Mensa Singapore president Patrick Khoo, 41, explained: "It's not that society is getting smarter all of a sudden, but more parents are sending children for psychological tests."

He said most parents whose children join Mensa are "ordinary people who are just looking for like-minded company" for them.

The society does not run formal education classes, but it organises excursions to places such as the Science Centre and events like creative writing workshops.

Gifted Academy in Bukit Merah has seen a threefold rise in people taking psychological tests in the last five years - and 80 per cent of them are six and below.

Its co-founder, Ms Polene Lam, said more parents "want to know where their child stands and what potential they have".

"Another reason is that they want to know why their kids may not be doing as well as their peers, perhaps because of learning difficulties," she added.

Gifted and Talented Education Centre, which has branches in Balestier and Bukit Timah and caters to high-ability students, started a programme for pre-schoolers in 2013. It currently has almost 100 who take part in its classes in language, humanities, science and general knowledge.
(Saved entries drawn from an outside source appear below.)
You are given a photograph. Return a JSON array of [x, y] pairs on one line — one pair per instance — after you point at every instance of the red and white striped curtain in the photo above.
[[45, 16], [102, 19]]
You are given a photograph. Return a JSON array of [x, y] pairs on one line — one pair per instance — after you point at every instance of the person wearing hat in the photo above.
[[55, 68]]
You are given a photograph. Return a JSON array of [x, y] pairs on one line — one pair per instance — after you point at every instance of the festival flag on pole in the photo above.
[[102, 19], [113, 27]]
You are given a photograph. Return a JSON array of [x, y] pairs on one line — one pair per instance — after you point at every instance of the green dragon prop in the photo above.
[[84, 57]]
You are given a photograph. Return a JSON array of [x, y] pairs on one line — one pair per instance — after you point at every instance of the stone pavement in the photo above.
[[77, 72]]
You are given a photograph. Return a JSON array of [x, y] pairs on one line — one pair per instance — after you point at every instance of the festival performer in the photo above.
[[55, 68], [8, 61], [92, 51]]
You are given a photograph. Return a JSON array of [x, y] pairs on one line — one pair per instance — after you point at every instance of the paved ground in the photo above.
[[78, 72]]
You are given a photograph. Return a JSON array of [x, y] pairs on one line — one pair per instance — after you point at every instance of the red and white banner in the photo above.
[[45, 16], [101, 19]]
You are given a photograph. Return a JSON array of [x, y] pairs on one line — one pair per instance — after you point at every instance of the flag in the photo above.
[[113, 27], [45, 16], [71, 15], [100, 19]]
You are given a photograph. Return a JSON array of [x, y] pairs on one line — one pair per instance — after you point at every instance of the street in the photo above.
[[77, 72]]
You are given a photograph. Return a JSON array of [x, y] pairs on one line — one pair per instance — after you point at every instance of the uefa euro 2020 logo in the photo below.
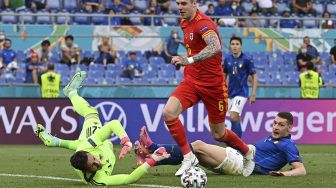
[[109, 111]]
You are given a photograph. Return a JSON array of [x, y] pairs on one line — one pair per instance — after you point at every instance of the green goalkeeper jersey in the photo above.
[[101, 148]]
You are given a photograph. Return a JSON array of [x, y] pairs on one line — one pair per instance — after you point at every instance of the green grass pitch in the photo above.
[[38, 160]]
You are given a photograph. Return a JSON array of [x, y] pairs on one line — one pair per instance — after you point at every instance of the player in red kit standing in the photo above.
[[203, 80]]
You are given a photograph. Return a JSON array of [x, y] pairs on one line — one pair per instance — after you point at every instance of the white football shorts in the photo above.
[[237, 104], [232, 164]]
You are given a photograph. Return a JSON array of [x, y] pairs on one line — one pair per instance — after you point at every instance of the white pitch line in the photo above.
[[76, 180]]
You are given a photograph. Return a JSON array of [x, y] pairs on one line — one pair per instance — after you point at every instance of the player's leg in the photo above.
[[236, 106], [182, 98], [53, 141], [81, 106], [215, 101]]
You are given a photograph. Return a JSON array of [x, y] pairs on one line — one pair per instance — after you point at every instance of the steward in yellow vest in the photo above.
[[50, 83], [310, 82]]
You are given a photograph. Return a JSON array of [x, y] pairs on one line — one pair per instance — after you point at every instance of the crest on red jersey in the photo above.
[[191, 36]]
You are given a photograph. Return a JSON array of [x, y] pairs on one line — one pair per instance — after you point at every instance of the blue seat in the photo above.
[[90, 81], [9, 18], [43, 18], [101, 19], [141, 4], [70, 5], [168, 19], [159, 81], [97, 67], [82, 18], [25, 18], [54, 5], [156, 60], [166, 74], [63, 17]]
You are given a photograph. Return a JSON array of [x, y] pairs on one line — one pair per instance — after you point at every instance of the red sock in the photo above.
[[177, 130], [232, 140]]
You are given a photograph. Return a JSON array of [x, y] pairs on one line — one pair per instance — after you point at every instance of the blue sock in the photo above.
[[176, 156], [236, 128]]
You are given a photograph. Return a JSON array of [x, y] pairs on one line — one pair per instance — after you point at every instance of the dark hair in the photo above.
[[310, 65], [236, 38], [50, 66], [69, 37], [45, 42], [286, 115], [79, 160]]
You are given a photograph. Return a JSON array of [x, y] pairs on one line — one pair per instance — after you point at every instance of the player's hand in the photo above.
[[127, 147], [179, 60], [252, 99], [276, 173]]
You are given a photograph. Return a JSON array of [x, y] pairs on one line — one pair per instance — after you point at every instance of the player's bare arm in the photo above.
[[298, 170], [254, 88], [213, 47]]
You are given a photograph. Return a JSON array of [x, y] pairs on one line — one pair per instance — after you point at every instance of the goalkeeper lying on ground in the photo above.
[[94, 158]]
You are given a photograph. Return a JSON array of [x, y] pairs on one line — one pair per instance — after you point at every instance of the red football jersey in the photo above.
[[208, 72]]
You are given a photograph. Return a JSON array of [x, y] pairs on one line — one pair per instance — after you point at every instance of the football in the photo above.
[[194, 177]]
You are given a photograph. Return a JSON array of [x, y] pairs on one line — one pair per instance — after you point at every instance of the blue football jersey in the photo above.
[[238, 70], [273, 154]]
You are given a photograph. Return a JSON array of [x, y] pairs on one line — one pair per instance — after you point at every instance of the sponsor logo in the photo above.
[[109, 111]]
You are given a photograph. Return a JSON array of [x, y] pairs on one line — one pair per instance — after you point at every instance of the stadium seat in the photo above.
[[25, 18], [71, 5], [63, 17], [159, 81], [82, 18], [141, 5], [54, 5], [96, 67], [9, 18], [156, 60], [43, 18], [101, 19]]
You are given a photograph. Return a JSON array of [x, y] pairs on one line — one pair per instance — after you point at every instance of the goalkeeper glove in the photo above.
[[127, 147]]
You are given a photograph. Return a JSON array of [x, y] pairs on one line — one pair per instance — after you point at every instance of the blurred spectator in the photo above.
[[211, 12], [70, 51], [327, 22], [265, 6], [202, 6], [114, 20], [302, 58], [333, 53], [34, 69], [288, 23], [35, 5], [91, 5], [171, 45], [310, 82], [253, 21], [152, 10], [8, 59], [132, 67], [2, 40], [50, 83], [228, 8], [312, 51], [128, 4], [12, 4], [164, 6], [44, 52], [106, 54], [303, 7]]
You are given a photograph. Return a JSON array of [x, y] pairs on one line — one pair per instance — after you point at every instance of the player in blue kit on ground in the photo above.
[[272, 153], [238, 67]]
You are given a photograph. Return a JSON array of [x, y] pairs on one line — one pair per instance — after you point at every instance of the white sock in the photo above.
[[189, 155]]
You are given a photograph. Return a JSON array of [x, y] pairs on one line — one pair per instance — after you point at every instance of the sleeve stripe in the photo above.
[[208, 33]]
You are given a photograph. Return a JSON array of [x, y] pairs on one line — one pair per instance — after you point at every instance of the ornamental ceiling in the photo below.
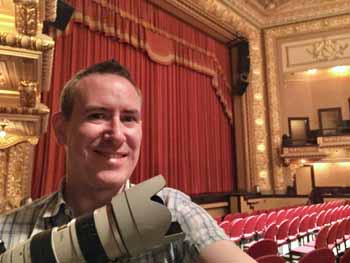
[[259, 13]]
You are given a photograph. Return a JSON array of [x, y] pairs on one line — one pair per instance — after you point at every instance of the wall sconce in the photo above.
[[3, 124]]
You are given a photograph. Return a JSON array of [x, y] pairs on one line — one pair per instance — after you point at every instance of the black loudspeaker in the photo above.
[[63, 15], [243, 67]]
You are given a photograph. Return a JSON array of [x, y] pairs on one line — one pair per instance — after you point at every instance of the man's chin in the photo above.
[[110, 181]]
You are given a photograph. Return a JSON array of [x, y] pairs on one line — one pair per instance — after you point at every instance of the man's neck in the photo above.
[[83, 201]]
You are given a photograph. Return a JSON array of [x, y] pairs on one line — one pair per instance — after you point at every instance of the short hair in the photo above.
[[107, 67]]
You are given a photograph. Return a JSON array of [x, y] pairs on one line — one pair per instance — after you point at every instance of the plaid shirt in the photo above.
[[45, 213]]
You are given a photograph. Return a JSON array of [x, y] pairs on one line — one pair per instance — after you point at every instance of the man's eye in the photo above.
[[97, 116], [129, 118]]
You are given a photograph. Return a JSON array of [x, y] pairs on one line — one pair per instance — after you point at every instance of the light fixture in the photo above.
[[340, 70], [311, 71], [263, 174], [3, 124], [261, 147], [259, 122]]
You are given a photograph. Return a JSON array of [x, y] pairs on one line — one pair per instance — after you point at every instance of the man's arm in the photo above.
[[224, 251]]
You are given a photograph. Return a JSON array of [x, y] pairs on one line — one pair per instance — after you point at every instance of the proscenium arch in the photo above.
[[256, 169]]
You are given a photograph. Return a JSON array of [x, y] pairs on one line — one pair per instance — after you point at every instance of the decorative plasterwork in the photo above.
[[26, 57], [290, 153], [268, 13], [257, 147], [334, 141], [321, 51], [273, 38]]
Co-founder Claudia Yu said parents sign up after discovering their children are "very advanced in areas like numbers or verbal comprehension". "Parents start to ask for help and learning support so that children can be exposed to more things," she said.

She warned that gifted children could become unmotivated and unwilling to learn later on if they do not receive guidance.

Children at the centre learn more than phonics and the alphabet. They are trained in visual and spatial skills through tasks such as producing maths puzzles. They also learn about current affairs.

Mr Tong Peng Geat, 44, whose daughter Renae attends a maths class there, wants to give her an all-rounded experience.

Renae, who turns five in August, was tested at three and found to have an IQ of 140. An average child's IQ is 100.

"We try to strike a balance between academics and other things like sports," said Mr Tong, who runs a human resource firm.

Renae took up ballet and the Japanese martial art of aikido, and has also been going for sessions to learn to handle her emotions and communicate better.

Housewife Tracy Loke, 34, whose daughter Tricia has an IQ of 138, took her for a test last year at the age of three after feedback from a childcare centre.

"A teacher said she fidgeted too much and I needed to hire a shadow teacher, so I pulled her out and got her tested," she said.

Tricia now attends a church kindergarten, where teachers are able to "channel her energy into play". In addition to two weekly classes at Gifted and Talented, Mrs Loke also sends her to another centre for activities like art.

"I want her to know that there are a lot of things to learn... If she grows up thinking she's smart, she'll become lazy and unwilling to learn."